Перед каждым захватом выберите проверку движения, повторную проверку дрейфа частиц, выберите количество экспериментов и временную задержку между ними. При необходимости выполните проверку образца. Наконец, нажмите кнопку «Запустить захват видео».

В новом окне определите количество циклов и количество позиций измерения. Подтвердите минимальную продолжительность времени. Частица отслеживается и учитывается как одна отдельная частица.

При установке разрешения видео более низкое разрешение приводит к сокращению продолжительности отслеживания. Наконец, выберите имя файла и нажмите «ОК», чтобы начать измерение. Кривая зависимости количества частиц от чувствительности отображает частицы в одном положении в один момент времени.

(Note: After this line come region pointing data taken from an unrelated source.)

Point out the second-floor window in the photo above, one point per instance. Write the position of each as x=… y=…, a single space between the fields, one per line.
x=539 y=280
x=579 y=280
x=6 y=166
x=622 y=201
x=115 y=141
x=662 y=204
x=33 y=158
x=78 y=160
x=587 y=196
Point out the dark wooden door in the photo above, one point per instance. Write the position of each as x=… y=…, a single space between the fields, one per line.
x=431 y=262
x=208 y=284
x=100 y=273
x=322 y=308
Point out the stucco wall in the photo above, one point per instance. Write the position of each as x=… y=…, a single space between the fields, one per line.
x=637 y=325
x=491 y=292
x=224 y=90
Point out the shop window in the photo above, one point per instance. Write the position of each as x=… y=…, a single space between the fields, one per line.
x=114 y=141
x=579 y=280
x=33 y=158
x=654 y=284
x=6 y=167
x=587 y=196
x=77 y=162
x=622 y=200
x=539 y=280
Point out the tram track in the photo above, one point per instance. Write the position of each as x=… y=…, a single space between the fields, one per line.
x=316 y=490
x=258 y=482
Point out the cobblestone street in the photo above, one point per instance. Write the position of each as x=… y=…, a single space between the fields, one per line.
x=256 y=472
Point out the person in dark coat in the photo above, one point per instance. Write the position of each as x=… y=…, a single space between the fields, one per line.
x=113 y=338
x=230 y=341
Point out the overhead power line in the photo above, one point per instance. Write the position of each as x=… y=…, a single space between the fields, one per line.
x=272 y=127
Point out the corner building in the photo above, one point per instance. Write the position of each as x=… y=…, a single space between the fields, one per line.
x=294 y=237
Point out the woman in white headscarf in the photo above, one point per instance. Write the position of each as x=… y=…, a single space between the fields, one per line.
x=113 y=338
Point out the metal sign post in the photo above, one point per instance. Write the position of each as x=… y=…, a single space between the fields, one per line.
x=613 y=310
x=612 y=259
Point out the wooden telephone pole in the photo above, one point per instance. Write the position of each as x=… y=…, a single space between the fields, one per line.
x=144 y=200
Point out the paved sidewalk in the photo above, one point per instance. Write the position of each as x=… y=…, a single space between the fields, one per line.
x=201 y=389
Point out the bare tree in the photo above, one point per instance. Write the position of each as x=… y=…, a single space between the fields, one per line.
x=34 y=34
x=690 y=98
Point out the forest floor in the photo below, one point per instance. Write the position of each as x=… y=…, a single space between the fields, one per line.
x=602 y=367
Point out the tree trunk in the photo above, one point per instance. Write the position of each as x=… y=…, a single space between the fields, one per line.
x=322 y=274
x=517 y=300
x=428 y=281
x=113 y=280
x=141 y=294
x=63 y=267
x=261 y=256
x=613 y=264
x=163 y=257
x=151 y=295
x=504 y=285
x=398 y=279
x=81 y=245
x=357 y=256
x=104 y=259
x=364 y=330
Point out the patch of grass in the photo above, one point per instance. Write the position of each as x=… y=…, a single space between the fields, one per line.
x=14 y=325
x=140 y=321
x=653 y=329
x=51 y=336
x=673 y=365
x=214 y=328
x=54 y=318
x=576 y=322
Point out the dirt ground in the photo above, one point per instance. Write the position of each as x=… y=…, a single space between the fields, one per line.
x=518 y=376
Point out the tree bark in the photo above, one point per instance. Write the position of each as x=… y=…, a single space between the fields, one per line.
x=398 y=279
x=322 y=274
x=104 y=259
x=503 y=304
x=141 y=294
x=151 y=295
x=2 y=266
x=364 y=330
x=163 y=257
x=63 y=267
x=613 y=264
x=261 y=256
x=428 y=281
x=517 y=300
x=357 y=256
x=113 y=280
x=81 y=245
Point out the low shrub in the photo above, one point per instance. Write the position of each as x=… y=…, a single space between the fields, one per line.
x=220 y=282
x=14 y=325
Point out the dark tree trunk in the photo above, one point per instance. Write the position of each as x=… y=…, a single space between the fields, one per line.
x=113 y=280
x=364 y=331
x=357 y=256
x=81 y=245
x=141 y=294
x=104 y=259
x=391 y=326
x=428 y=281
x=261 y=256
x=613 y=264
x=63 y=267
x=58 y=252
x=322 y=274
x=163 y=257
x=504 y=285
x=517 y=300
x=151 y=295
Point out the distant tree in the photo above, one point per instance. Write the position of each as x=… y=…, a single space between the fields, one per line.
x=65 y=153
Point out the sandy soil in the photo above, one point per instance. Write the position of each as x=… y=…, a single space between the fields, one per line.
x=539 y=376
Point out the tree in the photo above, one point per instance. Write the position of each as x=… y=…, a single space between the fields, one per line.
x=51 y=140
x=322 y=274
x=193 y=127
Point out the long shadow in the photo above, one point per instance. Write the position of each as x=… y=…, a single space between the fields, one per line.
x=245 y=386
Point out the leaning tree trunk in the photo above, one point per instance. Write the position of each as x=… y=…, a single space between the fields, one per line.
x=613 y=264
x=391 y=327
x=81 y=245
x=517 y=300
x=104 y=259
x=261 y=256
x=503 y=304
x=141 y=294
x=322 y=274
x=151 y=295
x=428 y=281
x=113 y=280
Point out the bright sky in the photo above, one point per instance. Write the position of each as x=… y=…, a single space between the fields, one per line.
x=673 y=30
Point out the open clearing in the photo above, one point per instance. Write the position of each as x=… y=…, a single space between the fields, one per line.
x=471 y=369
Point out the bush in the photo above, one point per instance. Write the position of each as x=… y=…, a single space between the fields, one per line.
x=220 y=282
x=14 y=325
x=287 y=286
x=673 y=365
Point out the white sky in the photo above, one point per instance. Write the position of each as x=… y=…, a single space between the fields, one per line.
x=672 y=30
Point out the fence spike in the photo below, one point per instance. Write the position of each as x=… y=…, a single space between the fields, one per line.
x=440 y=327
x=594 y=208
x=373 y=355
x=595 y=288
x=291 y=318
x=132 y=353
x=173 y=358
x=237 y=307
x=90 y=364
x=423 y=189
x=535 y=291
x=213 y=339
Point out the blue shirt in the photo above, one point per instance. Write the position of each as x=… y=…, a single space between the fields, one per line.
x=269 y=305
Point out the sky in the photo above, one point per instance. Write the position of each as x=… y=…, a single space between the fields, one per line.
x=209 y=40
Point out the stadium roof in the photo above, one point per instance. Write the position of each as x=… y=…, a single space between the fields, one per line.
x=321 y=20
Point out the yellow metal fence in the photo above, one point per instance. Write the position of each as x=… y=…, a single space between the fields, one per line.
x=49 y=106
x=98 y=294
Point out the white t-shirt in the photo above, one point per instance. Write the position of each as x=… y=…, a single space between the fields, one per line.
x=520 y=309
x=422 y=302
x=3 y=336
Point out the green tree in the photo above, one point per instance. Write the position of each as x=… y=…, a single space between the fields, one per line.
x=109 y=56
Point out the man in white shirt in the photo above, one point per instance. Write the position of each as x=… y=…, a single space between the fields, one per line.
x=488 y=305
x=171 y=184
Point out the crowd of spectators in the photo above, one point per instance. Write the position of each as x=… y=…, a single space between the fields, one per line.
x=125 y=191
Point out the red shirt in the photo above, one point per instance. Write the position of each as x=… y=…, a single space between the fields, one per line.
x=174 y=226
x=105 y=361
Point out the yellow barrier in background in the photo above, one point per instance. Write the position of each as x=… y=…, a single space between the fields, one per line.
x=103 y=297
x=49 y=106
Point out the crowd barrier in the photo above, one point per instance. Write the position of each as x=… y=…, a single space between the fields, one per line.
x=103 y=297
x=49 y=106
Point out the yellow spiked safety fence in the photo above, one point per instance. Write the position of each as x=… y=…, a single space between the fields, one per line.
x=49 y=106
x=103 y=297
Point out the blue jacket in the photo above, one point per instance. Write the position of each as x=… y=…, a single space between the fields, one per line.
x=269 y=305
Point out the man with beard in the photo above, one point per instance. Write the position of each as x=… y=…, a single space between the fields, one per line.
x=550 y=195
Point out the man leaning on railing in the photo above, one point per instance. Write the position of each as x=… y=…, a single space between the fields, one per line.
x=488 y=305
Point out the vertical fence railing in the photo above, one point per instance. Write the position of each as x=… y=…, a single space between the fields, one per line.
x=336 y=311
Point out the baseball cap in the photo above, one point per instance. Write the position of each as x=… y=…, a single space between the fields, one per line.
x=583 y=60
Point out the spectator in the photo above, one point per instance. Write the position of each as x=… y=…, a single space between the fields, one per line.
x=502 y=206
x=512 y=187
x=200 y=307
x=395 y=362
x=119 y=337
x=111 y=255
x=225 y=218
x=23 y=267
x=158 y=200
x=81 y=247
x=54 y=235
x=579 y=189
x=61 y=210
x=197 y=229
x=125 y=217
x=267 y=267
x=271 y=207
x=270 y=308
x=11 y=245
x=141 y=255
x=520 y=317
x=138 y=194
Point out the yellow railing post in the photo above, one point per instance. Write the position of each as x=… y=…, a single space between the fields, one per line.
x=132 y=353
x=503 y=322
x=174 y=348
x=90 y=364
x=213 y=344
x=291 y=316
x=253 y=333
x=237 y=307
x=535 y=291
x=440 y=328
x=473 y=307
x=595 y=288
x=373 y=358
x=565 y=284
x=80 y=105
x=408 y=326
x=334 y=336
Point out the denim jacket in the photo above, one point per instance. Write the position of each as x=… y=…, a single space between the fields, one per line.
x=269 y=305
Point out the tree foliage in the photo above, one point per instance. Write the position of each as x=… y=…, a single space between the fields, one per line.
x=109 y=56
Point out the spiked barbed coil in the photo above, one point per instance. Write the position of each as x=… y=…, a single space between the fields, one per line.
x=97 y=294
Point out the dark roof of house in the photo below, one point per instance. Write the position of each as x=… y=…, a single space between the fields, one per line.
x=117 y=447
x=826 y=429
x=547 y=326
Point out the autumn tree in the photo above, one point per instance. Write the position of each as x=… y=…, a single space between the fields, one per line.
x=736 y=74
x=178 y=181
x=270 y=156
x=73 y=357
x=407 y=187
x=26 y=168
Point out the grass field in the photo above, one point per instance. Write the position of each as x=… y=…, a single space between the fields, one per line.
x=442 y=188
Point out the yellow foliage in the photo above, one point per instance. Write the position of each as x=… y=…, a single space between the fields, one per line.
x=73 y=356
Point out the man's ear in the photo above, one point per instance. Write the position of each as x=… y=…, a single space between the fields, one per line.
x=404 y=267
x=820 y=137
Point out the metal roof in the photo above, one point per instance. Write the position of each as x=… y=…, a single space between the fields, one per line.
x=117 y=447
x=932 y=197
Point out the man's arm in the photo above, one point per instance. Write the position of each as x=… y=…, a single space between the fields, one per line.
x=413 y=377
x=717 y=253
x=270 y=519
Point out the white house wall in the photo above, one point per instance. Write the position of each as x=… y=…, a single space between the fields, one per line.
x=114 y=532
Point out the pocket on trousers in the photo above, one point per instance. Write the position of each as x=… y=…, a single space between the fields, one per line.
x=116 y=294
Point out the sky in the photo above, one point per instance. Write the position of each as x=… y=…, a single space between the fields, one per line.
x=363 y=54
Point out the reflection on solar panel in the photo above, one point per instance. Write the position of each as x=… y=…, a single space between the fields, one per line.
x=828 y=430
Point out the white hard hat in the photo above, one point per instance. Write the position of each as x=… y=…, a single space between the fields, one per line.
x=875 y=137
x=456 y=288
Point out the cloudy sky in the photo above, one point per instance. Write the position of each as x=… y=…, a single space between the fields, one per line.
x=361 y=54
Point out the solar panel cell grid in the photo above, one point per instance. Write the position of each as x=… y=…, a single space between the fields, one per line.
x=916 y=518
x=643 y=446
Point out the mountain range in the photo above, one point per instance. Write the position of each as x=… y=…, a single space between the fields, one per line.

Во время автоматического сканирования чувствительности значение чувствительности выбирается до максимального наклона графика. Артефакты не устраняются в этом тестовом эксперименте и могут повлиять на график. Визуализация частиц на экране просмотра в реальном времени полезна для установки правильного значения чувствительности.

Слишком низкое значение приводит к обнаружению небольшого количества частиц. В то время как слишком высокое значение показывает плохое изображение, качественные частицы появляются в виде отдельных точек, хорошо изолированных друг от друга при оптимальном уровне чувствительности. Вкладка результатов после измерения позволяет считывать параметры, включая общее количество отслеживаемых частиц, среднее количество частиц на позицию и концентрацию частиц, а также численное отношение размера частиц к процентному соотношению количества частиц.

График, рассчитанный после измерения, показывает распределение частиц по размеру. Иконки в режиме отображения можно использовать для изменения настроек графика. Кроме того, существуют различные способы анализа экзосом.

Этот метод показывает очень простой и элегантный метод выполнения аналогичного метода анализа в быстром процессе для получения результатов за короткое время. Чтобы сравнить несколько образцов, мы рекомендуем использовать один и тот же уровень разбавления для всех образцов. Все настройки учитывают чувствительность, а разрешение видео может быть изменено впоследствии с помощью набора нескольких аналитических программ.

Таким образом, сравнительный анализ данных, полученных в различных экспериментах по количеству и размеру экзосом, становится доступным в полуавтоматическом режиме.